One of her statements left me stunned. Sure, her regulat job (and career) deals with confidential medical information, and she's got a degree or something in medical information, but you don't need a damn degree or even a post-secondary certificate in how to fucking file things. What you need is to be trusted to follow the lead of the person heading up the project. Honestly, I could have chosen anybody employed by the company to help me, but I felt that due to her regular job that she was the best choice in terms on knowing she understands confidentiality AND it gave her some hours that she would not otherwise have gotten. If I'd known she would go above my head and then carry on the way she did when I first tried to explain how her actions reflected on her and effectively undermined me.
The big boss questioned why a friend of mine would do this, and I got the impression that she thought this friend of mine may not be that good of a friend. I'm not touching that with a 10-foot pole.
I know I was shocked by how she attempted to deflect and defend her actions in the manner that she had.
Why?
Because at one point I'm sure she would never had overstepped her bounds the way she did.
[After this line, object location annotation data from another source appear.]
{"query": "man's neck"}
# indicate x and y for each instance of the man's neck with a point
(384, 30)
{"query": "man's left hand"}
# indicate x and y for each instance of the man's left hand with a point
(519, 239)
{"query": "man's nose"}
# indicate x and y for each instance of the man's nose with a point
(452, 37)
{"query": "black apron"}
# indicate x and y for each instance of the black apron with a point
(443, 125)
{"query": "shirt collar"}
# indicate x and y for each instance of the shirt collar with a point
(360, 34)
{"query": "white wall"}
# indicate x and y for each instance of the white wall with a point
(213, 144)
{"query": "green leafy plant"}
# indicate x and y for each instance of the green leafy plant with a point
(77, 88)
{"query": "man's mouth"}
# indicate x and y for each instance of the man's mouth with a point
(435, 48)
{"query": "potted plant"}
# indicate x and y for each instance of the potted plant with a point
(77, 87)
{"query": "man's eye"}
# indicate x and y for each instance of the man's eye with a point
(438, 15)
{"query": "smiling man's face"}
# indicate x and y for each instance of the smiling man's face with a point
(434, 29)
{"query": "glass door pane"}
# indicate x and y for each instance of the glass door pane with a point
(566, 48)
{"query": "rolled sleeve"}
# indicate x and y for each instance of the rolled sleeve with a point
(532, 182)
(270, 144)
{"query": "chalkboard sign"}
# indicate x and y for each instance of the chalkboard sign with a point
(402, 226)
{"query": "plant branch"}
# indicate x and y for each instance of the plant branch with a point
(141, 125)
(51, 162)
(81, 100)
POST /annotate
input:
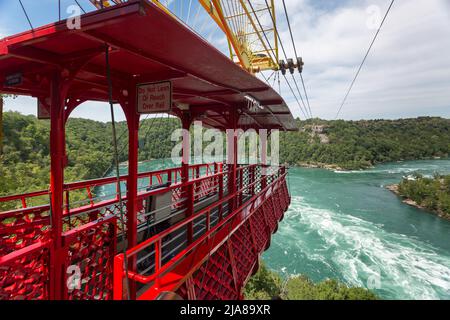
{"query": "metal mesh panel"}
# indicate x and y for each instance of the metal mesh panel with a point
(26, 277)
(90, 252)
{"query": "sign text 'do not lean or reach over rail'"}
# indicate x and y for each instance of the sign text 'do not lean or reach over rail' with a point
(154, 97)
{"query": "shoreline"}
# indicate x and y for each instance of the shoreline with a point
(394, 189)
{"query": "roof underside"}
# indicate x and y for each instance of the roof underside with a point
(147, 46)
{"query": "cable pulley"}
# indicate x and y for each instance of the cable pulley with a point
(291, 65)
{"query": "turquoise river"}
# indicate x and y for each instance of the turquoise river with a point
(347, 226)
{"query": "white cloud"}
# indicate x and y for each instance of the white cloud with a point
(407, 73)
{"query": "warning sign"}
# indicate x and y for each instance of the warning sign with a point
(43, 108)
(154, 97)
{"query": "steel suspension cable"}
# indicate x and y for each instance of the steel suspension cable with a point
(364, 60)
(26, 14)
(296, 55)
(295, 96)
(277, 34)
(116, 158)
(76, 1)
(273, 51)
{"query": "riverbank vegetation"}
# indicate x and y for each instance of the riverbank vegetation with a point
(25, 163)
(428, 193)
(268, 285)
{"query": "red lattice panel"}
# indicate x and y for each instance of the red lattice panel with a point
(21, 228)
(259, 229)
(243, 252)
(269, 213)
(214, 280)
(90, 250)
(26, 277)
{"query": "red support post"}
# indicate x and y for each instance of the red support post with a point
(188, 191)
(57, 145)
(263, 141)
(232, 157)
(132, 182)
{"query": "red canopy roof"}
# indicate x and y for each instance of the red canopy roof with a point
(147, 45)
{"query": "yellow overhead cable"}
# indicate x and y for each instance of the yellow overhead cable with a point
(247, 40)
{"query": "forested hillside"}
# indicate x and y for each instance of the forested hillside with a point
(25, 160)
(360, 144)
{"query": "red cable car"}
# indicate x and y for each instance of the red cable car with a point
(196, 231)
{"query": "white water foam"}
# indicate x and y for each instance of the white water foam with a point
(359, 250)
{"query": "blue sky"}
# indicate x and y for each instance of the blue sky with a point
(406, 75)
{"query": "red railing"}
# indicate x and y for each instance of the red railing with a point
(208, 242)
(92, 231)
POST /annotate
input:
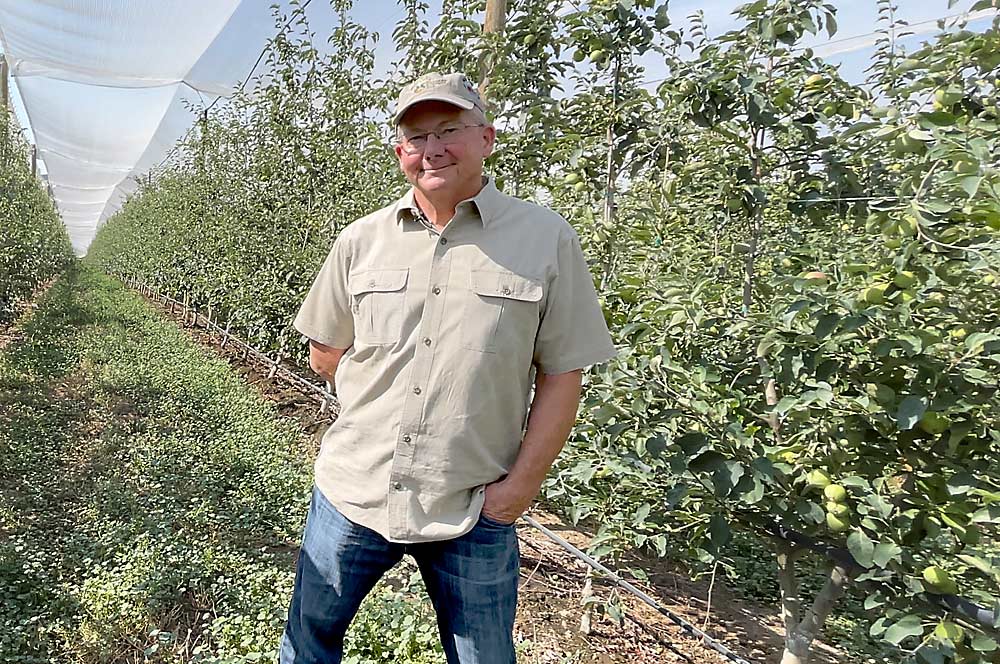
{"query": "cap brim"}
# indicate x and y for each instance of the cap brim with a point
(464, 104)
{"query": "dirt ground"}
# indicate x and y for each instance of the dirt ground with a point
(551, 609)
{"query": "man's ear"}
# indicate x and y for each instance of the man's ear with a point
(490, 137)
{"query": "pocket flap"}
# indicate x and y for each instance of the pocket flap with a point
(377, 281)
(505, 284)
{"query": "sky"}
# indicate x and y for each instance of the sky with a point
(252, 25)
(230, 57)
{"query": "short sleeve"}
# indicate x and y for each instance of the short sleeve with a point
(572, 334)
(325, 315)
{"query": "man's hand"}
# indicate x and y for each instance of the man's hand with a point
(505, 500)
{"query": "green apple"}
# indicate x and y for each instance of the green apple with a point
(839, 510)
(835, 493)
(904, 279)
(934, 423)
(874, 294)
(818, 478)
(939, 580)
(837, 524)
(949, 631)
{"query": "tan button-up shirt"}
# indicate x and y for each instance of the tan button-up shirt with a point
(443, 332)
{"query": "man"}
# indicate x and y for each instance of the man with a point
(434, 317)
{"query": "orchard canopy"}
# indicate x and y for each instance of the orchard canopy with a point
(791, 209)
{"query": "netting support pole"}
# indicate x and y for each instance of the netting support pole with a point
(4, 89)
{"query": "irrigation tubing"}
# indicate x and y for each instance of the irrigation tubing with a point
(327, 399)
(628, 587)
(326, 395)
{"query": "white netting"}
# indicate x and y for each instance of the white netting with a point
(104, 85)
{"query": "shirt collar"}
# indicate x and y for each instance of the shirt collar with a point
(486, 204)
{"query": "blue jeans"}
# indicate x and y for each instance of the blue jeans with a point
(472, 581)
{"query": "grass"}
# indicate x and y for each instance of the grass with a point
(150, 501)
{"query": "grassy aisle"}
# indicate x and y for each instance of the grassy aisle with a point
(150, 502)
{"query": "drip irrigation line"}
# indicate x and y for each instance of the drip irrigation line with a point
(628, 587)
(327, 397)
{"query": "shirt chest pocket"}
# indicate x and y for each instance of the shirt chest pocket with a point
(378, 299)
(501, 311)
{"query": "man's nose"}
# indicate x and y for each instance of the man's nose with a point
(435, 145)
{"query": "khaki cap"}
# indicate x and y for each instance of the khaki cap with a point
(455, 89)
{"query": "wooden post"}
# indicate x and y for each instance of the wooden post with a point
(4, 89)
(610, 182)
(325, 406)
(496, 20)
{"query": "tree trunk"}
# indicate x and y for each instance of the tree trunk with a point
(801, 630)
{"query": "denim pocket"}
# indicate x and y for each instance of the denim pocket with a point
(494, 523)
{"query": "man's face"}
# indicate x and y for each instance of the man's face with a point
(451, 167)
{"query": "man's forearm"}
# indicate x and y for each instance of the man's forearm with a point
(324, 360)
(553, 413)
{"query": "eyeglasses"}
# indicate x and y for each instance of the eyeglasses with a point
(449, 135)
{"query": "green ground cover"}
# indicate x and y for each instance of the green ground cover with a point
(150, 501)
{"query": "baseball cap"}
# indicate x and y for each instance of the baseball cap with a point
(455, 89)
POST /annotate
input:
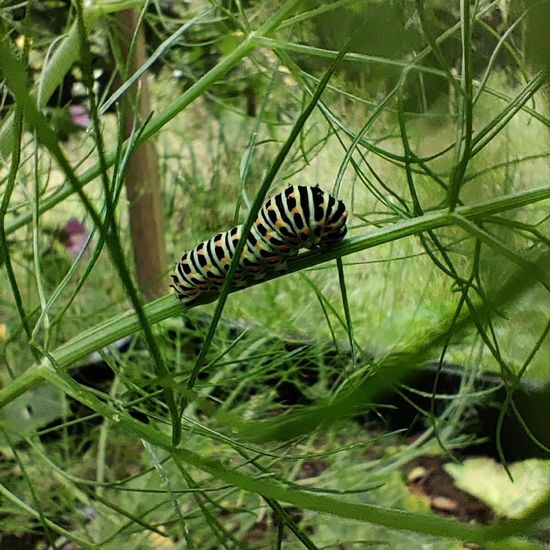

She would not have left me wondering if she somehow feels that I'm ineffective or somehow below her for not having the same sort of education as her.
I will say that in the past couple of months that I've been seeing a side of her that shocks me more than a bit because I never would have suspected her to have such a negative, rage-filled side to her personality, I had noticed bits of this coming out of her early in the new year, but a few months ago something traumatic happened to her and that seems to be the ultimate trigger for her attitude and behaviour change.
I think the only reason I haven't blown up at her is that there's a good chance that this is her trauma response. And I don't know how to bring it up with her in a way that would be positively constructive. Yet at the same time I feel that I need to say something because it might be a good idea for her to bring it up with her therapist. Or at least make her take a look at how she's been acting lately.
Hopefully I manage to find a tactful way to approach the subject of how she's been getting on before I just end up telling her to fuck off.